Jordan Peele came straight out of the gate with one of the most interesting directorial debuts in years with Get Out, and the world was waiting impatiently to see what he had in store for us next. Will his next film just be Get Out 2? Anybody who has seen his new film Us would definitely respond with a quick denial. Us and Get Out have a relatively similar tone. The similarities stop there. Peele has done the best thing possible as a fledgling director–he has charted new territory.

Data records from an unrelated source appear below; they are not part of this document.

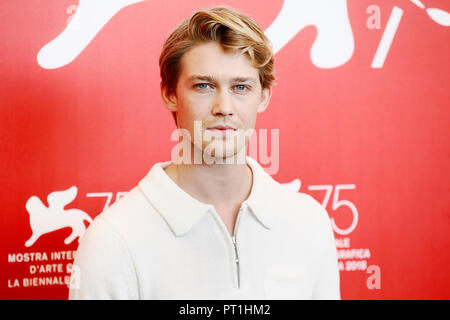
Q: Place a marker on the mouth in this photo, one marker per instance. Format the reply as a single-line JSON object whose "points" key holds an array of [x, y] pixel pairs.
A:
{"points": [[223, 130]]}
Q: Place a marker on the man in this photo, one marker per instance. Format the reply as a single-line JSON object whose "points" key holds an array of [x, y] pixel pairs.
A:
{"points": [[211, 224]]}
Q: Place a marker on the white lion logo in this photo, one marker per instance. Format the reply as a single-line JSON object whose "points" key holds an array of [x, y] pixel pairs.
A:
{"points": [[48, 219]]}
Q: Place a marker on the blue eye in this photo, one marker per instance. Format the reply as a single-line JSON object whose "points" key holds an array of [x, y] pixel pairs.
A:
{"points": [[202, 85]]}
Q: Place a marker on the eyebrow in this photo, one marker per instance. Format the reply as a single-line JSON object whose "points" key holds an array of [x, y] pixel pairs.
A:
{"points": [[214, 80]]}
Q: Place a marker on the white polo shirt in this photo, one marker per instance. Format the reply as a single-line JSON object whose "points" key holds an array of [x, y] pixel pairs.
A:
{"points": [[158, 242]]}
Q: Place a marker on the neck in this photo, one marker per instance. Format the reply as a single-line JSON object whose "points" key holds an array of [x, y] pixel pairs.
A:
{"points": [[223, 185]]}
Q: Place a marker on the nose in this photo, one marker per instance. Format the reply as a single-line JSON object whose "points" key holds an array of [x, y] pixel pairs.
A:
{"points": [[222, 104]]}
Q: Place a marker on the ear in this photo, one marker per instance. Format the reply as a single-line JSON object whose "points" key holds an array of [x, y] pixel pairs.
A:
{"points": [[169, 100], [266, 94]]}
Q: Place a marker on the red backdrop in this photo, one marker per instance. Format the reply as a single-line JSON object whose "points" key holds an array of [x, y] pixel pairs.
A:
{"points": [[373, 141]]}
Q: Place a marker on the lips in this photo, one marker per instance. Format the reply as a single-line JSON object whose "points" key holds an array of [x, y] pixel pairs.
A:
{"points": [[222, 128]]}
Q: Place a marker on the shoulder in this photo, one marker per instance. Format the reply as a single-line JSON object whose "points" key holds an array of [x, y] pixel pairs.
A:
{"points": [[298, 206]]}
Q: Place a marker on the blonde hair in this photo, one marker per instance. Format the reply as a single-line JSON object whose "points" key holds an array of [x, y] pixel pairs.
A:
{"points": [[232, 29]]}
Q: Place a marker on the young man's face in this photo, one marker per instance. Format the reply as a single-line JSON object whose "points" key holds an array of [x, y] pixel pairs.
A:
{"points": [[221, 92]]}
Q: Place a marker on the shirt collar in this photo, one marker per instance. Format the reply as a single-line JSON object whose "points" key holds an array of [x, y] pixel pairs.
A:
{"points": [[181, 211]]}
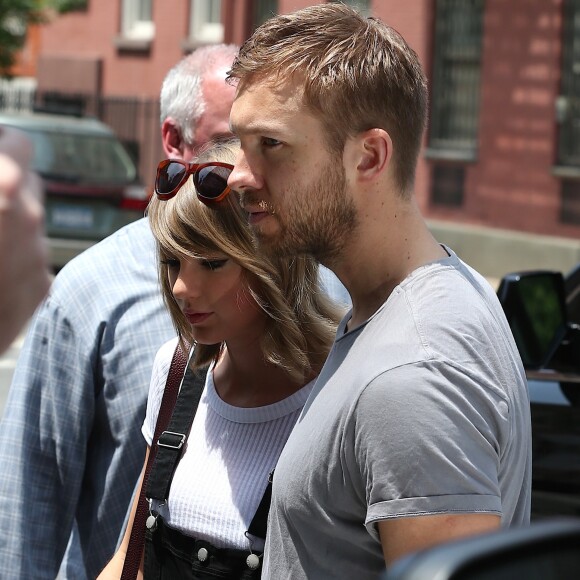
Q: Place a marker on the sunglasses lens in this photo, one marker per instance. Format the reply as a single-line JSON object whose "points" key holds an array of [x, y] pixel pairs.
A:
{"points": [[170, 177], [212, 181]]}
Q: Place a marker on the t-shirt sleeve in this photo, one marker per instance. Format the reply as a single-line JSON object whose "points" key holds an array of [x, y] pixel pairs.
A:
{"points": [[427, 441], [159, 375]]}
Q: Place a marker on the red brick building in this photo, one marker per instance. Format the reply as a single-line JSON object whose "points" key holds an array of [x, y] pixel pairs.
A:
{"points": [[503, 146]]}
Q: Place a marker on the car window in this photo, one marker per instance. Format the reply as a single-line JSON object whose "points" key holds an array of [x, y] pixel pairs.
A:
{"points": [[81, 157]]}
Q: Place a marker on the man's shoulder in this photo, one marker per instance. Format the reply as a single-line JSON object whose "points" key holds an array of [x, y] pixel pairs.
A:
{"points": [[130, 248]]}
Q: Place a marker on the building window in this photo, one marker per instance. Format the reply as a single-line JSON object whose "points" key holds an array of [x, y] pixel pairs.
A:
{"points": [[137, 20], [456, 77], [568, 103], [205, 23], [448, 184]]}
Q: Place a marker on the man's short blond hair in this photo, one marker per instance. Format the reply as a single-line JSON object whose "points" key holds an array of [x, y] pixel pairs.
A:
{"points": [[358, 74]]}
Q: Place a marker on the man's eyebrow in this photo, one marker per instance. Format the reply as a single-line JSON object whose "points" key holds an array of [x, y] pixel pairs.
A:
{"points": [[257, 127]]}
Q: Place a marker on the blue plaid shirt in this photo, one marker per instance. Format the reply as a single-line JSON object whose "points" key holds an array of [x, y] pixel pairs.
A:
{"points": [[71, 448]]}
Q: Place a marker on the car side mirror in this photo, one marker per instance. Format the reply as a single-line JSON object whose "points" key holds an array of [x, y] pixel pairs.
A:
{"points": [[535, 307]]}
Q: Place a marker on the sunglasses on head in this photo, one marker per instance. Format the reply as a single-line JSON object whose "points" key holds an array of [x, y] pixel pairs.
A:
{"points": [[210, 179]]}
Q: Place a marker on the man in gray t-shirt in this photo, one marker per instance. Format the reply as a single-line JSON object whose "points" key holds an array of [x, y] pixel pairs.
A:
{"points": [[421, 410], [418, 429]]}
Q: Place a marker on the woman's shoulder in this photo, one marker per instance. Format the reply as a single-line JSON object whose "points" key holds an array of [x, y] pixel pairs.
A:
{"points": [[163, 358]]}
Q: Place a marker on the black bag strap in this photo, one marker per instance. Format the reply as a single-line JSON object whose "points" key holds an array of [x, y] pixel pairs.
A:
{"points": [[137, 536], [171, 443]]}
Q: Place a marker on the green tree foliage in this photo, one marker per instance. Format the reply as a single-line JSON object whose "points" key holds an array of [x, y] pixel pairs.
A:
{"points": [[17, 15]]}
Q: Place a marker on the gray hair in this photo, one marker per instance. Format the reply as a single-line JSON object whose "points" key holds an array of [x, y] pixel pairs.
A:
{"points": [[181, 93]]}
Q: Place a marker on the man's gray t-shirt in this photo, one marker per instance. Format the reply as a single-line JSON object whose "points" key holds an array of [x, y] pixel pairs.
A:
{"points": [[421, 410]]}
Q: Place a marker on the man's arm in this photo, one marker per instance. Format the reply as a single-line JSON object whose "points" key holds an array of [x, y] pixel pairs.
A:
{"points": [[401, 536], [43, 439], [24, 276]]}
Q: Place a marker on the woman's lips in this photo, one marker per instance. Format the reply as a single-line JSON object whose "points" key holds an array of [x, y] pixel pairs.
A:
{"points": [[197, 317]]}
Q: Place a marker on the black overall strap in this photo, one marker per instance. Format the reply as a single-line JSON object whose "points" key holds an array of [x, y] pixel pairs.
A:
{"points": [[170, 446], [171, 441]]}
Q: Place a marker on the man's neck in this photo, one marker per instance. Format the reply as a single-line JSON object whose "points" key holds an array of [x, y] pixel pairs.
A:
{"points": [[381, 254]]}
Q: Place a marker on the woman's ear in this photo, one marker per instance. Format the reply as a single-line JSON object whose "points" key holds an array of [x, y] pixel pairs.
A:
{"points": [[171, 139]]}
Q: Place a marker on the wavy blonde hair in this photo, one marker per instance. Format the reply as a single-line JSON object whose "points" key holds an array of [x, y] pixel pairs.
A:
{"points": [[302, 320]]}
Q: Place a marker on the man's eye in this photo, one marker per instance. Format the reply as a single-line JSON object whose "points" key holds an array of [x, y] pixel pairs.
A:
{"points": [[270, 142], [214, 264]]}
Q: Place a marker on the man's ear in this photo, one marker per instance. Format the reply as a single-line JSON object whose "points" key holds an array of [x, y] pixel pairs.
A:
{"points": [[373, 153], [171, 138]]}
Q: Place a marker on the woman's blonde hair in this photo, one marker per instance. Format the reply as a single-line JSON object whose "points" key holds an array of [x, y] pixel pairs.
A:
{"points": [[302, 320]]}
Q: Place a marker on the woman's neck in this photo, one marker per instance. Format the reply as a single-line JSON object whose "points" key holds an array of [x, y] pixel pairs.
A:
{"points": [[248, 380]]}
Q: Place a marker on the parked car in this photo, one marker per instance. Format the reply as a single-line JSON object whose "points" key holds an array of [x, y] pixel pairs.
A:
{"points": [[546, 550], [543, 309], [91, 182]]}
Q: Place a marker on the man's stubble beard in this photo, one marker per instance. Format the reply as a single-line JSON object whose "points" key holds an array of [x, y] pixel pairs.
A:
{"points": [[317, 221]]}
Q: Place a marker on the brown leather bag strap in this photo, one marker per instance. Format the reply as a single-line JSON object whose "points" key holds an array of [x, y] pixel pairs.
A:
{"points": [[137, 539]]}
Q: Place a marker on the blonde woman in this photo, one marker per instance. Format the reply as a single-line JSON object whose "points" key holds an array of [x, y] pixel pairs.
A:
{"points": [[263, 328]]}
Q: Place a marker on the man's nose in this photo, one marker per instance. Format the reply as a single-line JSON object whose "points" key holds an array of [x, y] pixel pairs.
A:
{"points": [[243, 176]]}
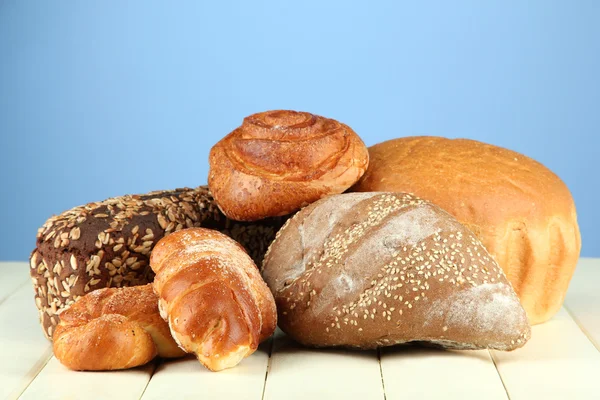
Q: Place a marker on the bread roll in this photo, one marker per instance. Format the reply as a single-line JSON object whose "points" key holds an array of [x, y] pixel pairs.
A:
{"points": [[108, 243], [521, 211], [111, 328], [279, 161], [377, 269], [211, 293]]}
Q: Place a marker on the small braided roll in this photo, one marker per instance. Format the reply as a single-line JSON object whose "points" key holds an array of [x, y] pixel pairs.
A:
{"points": [[212, 295], [113, 328]]}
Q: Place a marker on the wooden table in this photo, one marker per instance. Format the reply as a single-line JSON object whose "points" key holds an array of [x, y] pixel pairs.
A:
{"points": [[561, 361]]}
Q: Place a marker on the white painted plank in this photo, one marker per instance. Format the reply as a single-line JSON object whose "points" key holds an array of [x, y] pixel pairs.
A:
{"points": [[558, 362], [411, 372], [302, 373], [57, 382], [583, 298], [14, 275], [23, 347], [188, 379]]}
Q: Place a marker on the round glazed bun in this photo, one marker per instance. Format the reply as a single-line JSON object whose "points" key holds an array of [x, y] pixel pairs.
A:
{"points": [[280, 161], [377, 269], [521, 211]]}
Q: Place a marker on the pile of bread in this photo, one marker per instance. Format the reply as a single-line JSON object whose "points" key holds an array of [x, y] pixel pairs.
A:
{"points": [[454, 243]]}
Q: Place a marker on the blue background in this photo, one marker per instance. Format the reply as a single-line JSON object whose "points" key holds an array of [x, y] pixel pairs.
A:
{"points": [[99, 99]]}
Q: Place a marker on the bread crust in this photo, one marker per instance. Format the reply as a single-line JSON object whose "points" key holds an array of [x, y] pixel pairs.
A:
{"points": [[279, 161], [377, 269], [212, 295], [522, 212], [108, 243], [111, 329]]}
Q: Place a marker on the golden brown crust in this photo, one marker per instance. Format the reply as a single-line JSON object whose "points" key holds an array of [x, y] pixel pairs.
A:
{"points": [[108, 243], [521, 211], [377, 269], [112, 328], [217, 305], [279, 161]]}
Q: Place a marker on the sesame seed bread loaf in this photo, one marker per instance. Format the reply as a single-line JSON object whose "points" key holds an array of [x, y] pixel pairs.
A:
{"points": [[113, 328], [520, 210], [377, 269], [279, 161], [108, 243], [212, 295]]}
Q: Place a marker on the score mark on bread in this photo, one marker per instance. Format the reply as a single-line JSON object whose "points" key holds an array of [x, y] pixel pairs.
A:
{"points": [[376, 269]]}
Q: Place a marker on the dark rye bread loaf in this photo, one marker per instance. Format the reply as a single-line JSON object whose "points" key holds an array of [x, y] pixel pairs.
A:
{"points": [[377, 269], [108, 243]]}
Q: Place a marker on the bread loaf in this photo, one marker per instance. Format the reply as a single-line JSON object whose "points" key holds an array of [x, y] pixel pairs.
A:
{"points": [[108, 243], [377, 269], [521, 211], [280, 161], [112, 328], [211, 293]]}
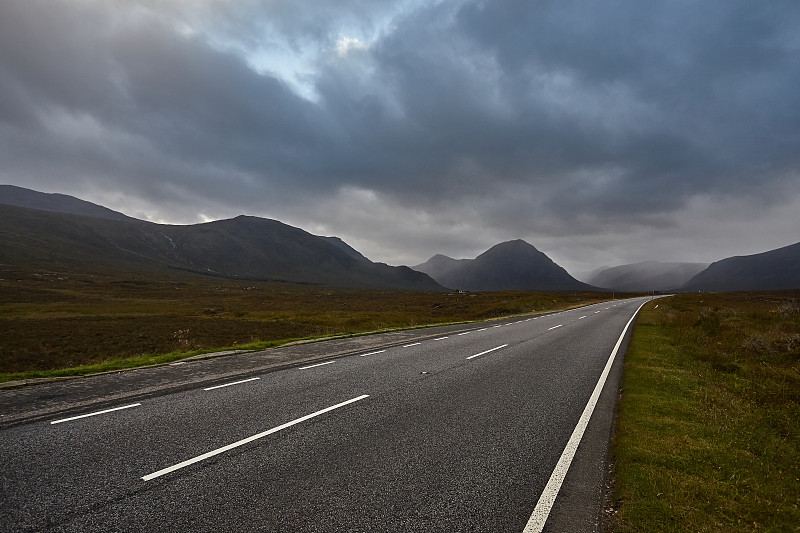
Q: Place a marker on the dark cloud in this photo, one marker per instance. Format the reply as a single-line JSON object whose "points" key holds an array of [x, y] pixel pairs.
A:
{"points": [[417, 127]]}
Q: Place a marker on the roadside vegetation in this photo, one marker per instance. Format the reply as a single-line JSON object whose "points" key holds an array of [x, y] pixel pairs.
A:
{"points": [[708, 432], [56, 323]]}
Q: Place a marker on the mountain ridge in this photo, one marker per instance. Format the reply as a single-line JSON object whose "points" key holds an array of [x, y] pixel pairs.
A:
{"points": [[777, 269], [509, 265], [646, 276], [243, 247]]}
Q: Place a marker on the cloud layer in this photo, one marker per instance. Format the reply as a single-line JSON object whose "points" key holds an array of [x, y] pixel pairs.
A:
{"points": [[600, 132]]}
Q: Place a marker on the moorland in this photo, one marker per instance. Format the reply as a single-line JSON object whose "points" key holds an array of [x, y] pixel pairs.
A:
{"points": [[54, 321]]}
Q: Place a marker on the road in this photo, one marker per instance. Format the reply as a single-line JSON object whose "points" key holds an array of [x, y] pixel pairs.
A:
{"points": [[460, 430]]}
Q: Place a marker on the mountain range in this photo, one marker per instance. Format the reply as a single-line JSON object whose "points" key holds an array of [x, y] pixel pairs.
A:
{"points": [[773, 270], [61, 230], [48, 231], [511, 265], [646, 276]]}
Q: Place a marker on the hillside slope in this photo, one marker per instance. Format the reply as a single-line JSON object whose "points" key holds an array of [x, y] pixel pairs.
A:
{"points": [[773, 270], [512, 265], [243, 247], [646, 276]]}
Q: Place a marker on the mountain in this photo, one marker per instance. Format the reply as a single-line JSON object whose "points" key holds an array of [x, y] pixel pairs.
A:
{"points": [[439, 265], [339, 243], [58, 203], [647, 276], [243, 247], [774, 270], [512, 265]]}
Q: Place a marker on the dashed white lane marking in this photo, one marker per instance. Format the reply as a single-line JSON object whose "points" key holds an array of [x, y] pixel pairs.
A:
{"points": [[229, 384], [318, 364], [548, 497], [95, 414], [218, 451], [487, 351]]}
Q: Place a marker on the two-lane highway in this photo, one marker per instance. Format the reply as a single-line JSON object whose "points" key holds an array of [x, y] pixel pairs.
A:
{"points": [[457, 432]]}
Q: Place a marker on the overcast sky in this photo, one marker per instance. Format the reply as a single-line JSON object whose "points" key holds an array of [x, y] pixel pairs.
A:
{"points": [[602, 132]]}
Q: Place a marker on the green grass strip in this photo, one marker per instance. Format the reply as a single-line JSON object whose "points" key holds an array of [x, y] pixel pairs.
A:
{"points": [[708, 431]]}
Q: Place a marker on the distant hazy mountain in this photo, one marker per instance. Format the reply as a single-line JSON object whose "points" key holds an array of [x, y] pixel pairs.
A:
{"points": [[773, 270], [243, 247], [512, 265], [59, 203], [647, 276]]}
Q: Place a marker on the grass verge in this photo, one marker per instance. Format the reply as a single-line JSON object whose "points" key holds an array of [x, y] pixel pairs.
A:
{"points": [[708, 430]]}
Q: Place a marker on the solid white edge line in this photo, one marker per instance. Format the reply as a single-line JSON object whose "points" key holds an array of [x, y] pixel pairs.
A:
{"points": [[229, 384], [487, 351], [236, 444], [318, 364], [545, 504], [95, 414], [371, 353]]}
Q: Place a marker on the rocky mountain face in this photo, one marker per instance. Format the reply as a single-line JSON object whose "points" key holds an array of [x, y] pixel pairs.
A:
{"points": [[773, 270], [38, 235], [512, 265]]}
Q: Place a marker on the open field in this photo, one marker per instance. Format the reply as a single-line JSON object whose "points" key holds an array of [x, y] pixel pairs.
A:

Us begins with a typical horror movie formula–a family travels to their Santa Cruz vacation home for the summer which is fifteen minutes away from civilization, and their house is invaded by a group of “strangers.” The mother, Adelaide (the incredible Lupita Nyong’o), is uncomfortable about being close to Santa Cruz because she can feel herself getting closer to a traumatic event from her past involving her doppelgänger. This fear manifests itself when she figures out the invaders are exactly what she was staying away from, and thus begins Jordan Peele’s new mind-bending nightmare.
Us is wildly original and goes is so many unexpected directions. Jordan Peele takes the originality and mind-bending nature that Get Out exhibits and turns it up to an eleven.


Peele utilizes a Shyamalan-esque method of structuring Us, with there being copious twists and turns throughout until the ambiguous ending. It is confusing, but in the best way possible. Us reminds viewers of a time where horror was primarily mental instead of filled with pointless jump-scares.


All the performances are great, for the film gives each person a chance to shine given their duel role, but the standout is easily Lupita Nyong’o as the lead: she is simultaneously enthralling and disturbing, sometimes both in the same scene. Most of the pivotal scenes in the film are conversations between Nyong’o and her shadow, and she would be Oscar-worthy even if she was only playing one of the two.


The truly magical thing that Jordan Peele achieves here is how many messages, themes and interpretations the main story and ending have such as major issues like social structure, free will vs. determinism, and the effects of grief. Every single shot, plot decision and character seems to mean one thing at the beginning of the movie, and ten other things when the film concludes.


I will say a second view is mandatory to a complete understanding of Us. Every viewer will have missed at least one major detail that will clarify the message even further, and these aspects surface along the second or even third viewing. The fact that Jordan Peele has gotten to this level of mastery on just his second film is unheard of. I can only imagine what he has planned for the future.


A complaint that surfaced the internet about this film is that it contains many plot holes, and while there are some moments where Peele asks the audience to suspend disbelief, the point doesn’t revolve around the plot holding up under a microscope. Peele’s ambitions run so high that the logic doesn’t need to 100 percent line up. The only complaint I have regards a large exposition dump near the end that basically explains all of the events in one scene, but I don’t see how Peele could have avoided including this scene just the way he did.


Us is the first must-see theatrical release of 2019. Jordan Peele has an acute awareness of the motifs that are exploited in the story. This is definitely the first Oscar front-runner of the year–if Get Out can receive as many nominations as it did then this one sure as hell can. Each person will have their own interpretation of this movie, which is why it is so necessary to check it out while it is still in theaters.